Alternative functional syntax with a list of tuples:

Person2 = NamedTuple("Person", [("id", int), ("name", str)])
alice2 = Person2(1, "Alice")

# error: [missing-argument]
Person2(1)

reveal_type(alice2.id)  # revealed: int
reveal_type(alice2.name)  # revealed: str

Functional syntax with a tuple of tuples:

Person3 = NamedTuple("Person", (("id", int), ("name", str)))
alice3 = Person3(1, "Alice")

reveal_type(alice3.id)  # revealed: int
reveal_type(alice3.name)  # revealed: str

Functional syntax with a tuple of lists:

Person4 = NamedTuple("Person", (["id", int], ["name", str]))
alice4 = Person4(1, "Alice")

reveal_type(alice4.id)  # revealed: int
reveal_type(alice4.name)  # revealed: str

Functional syntax with a list of lists:

Person5 = NamedTuple("Person", [["id", int], ["name", str]])
alice5 = Person5(1, "Alice")

reveal_type(alice5.id)  # revealed: int
reveal_type(alice5.name)  # revealed: str

Functional syntax with variable name

When the typename is passed via a variable, we can extract it from the inferred literal string type:

from typing import NamedTuple

name = "Person"
Person = NamedTuple(name, [("id", int), ("name", str)])

p = Person(1, "Alice")
reveal_type(p.id)  # revealed: int
reveal_type(p.name)  # revealed: str

Functional syntax with tuple variable fields

When fields are passed via a tuple variable, we can extract the literal field names and types from the inferred tuple type:

from typing import NamedTuple
from ty_extensions import static_assert, is_subtype_of, reveal_mro

fields = (("host", str), ("port", int))
Url = NamedTuple("Url", fields)

url = Url("localhost", 8080)
reveal_type(url.host)  # revealed: str
reveal_type(url.port)  # revealed: int

# Generic types are also correctly converted to instance types.
generic_fields = (("items", list[int]), ("mapping", dict[str, bool]))
Container = NamedTuple("Container", generic_fields)
container = Container([1, 2, 3], {"a": True})
reveal_type(container.items)  # revealed: list[int]
reveal_type(container.mapping)  # revealed: dict[str, bool]

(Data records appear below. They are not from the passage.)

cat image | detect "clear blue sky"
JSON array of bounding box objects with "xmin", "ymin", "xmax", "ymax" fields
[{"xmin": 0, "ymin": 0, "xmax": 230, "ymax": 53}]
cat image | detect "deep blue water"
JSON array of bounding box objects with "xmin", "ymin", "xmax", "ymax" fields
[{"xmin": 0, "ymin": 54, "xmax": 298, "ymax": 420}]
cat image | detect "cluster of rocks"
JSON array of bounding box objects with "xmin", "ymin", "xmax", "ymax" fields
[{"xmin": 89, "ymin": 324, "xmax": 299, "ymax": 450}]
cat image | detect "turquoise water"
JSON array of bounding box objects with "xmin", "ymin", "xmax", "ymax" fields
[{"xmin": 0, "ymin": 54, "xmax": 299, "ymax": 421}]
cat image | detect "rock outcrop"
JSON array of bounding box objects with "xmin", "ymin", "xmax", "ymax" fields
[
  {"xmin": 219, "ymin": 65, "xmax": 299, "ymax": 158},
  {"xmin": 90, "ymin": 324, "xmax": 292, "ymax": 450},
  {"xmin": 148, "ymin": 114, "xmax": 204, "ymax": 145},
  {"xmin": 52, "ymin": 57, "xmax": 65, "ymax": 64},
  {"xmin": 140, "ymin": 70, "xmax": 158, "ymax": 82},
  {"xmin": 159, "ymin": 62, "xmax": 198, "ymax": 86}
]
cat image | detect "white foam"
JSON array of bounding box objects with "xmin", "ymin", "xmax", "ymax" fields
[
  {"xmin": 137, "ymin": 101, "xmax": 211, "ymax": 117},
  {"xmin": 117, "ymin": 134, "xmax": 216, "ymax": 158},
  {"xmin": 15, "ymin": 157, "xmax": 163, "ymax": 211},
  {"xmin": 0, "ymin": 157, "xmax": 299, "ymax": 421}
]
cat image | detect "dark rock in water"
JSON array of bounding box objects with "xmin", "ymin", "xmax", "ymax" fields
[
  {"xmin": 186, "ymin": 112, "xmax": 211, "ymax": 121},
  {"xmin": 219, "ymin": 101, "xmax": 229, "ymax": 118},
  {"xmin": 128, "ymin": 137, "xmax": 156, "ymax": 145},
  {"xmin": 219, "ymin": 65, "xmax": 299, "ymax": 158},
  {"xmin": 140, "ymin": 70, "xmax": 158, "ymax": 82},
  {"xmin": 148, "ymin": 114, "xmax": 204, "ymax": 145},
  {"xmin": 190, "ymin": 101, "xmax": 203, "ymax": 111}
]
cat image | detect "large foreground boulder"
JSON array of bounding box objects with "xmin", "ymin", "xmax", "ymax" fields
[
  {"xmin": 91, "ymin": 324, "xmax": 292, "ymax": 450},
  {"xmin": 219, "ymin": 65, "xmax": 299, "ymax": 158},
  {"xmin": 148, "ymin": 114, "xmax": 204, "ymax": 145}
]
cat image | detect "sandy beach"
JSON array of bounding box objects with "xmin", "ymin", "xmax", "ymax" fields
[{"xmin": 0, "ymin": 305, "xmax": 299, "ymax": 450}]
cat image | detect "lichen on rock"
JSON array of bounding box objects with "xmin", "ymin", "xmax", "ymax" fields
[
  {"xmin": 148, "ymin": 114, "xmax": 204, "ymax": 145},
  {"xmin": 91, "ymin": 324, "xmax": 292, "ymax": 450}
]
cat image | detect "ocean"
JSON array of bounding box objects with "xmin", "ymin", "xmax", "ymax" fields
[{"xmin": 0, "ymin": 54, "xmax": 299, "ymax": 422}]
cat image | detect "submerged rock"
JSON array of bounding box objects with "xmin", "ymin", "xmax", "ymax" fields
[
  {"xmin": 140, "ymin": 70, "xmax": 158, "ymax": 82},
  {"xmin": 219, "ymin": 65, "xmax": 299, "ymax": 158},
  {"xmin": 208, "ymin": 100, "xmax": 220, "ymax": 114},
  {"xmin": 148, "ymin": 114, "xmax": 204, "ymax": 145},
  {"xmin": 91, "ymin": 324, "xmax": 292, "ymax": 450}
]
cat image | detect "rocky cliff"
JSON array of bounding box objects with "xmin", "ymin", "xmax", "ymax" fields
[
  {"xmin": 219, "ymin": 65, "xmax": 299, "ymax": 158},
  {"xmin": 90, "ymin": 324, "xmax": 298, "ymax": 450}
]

# MRO includes the properly specialized tuple type.
# revealed: (<class 'Url'>, <class 'tuple[str, int]'>, <class 'object'>)
reveal_mro(Url)

static_assert(is_subtype_of(Url, tuple[str, int]))

# Invalid type expressions in fields produce a diagnostic.
invalid_fields = (("x", 42),)  # 42 is not a valid type
# error: [invalid-type-form] "Object of type `Literal[42]` is not valid as a `NamedTuple` field type"
InvalidNT = NamedTuple("InvalidNT", invalid_fields)
reveal_type(InvalidNT)  # revealed: <class 'InvalidNT'>

# Unpacking works correctly with the field types.
host, port = url
reveal_type(host)  # revealed: str
reveal_type(port)  # revealed: int

# error: [invalid-assignment] "Too many values to unpack: Expected 1"
(only_one,) = url

# error: [invalid-assignment] "Not enough values to unpack: Expected 3"
a, b, c = url

# Indexing works correctly.
reveal_type(url[0])  # revealed: str
reveal_type(url[1])  # revealed: int

# error: [index-out-of-bounds]
url[2]

Functional syntax with variadic tuple fields

When fields are passed as a variadic tuple (e.g., tuple[..., *tuple[T, ...]]), we cannot determine the exact field count statically. In this case, we fall back to unknown fields:

[environment]
python-version = "3.11"

from typing import NamedTuple
from ty_extensions import reveal_mro

# Variadic tuple - we can't determine the exact fields statically.
def get_fields() -> tuple[tuple[str, type[int]], *tuple[tuple[str, type[str]], ...]]:
    return (("x", int), ("y", str))

fields = get_fields()
NT = NamedTuple("NT", fields)

# Fields are unknown, so attribute access returns Any and MRO has Unknown tuple.
reveal_type(NT)  # revealed: <class 'NT'>
reveal_mro(NT)  # revealed: (<class 'NT'>, <class 'tuple[Unknown, ...]'>, <class 'object'>)
reveal_type(NT(1, "a").x)  # revealed: Any

Similarly for collections.namedtuple:

import collections
from ty_extensions import reveal_mro

def get_field_names() -> tuple[str, *tuple[str, ...]]:
    return ("x", "y")

field_names = get_field_names()
NT = collections.namedtuple("NT", field_names)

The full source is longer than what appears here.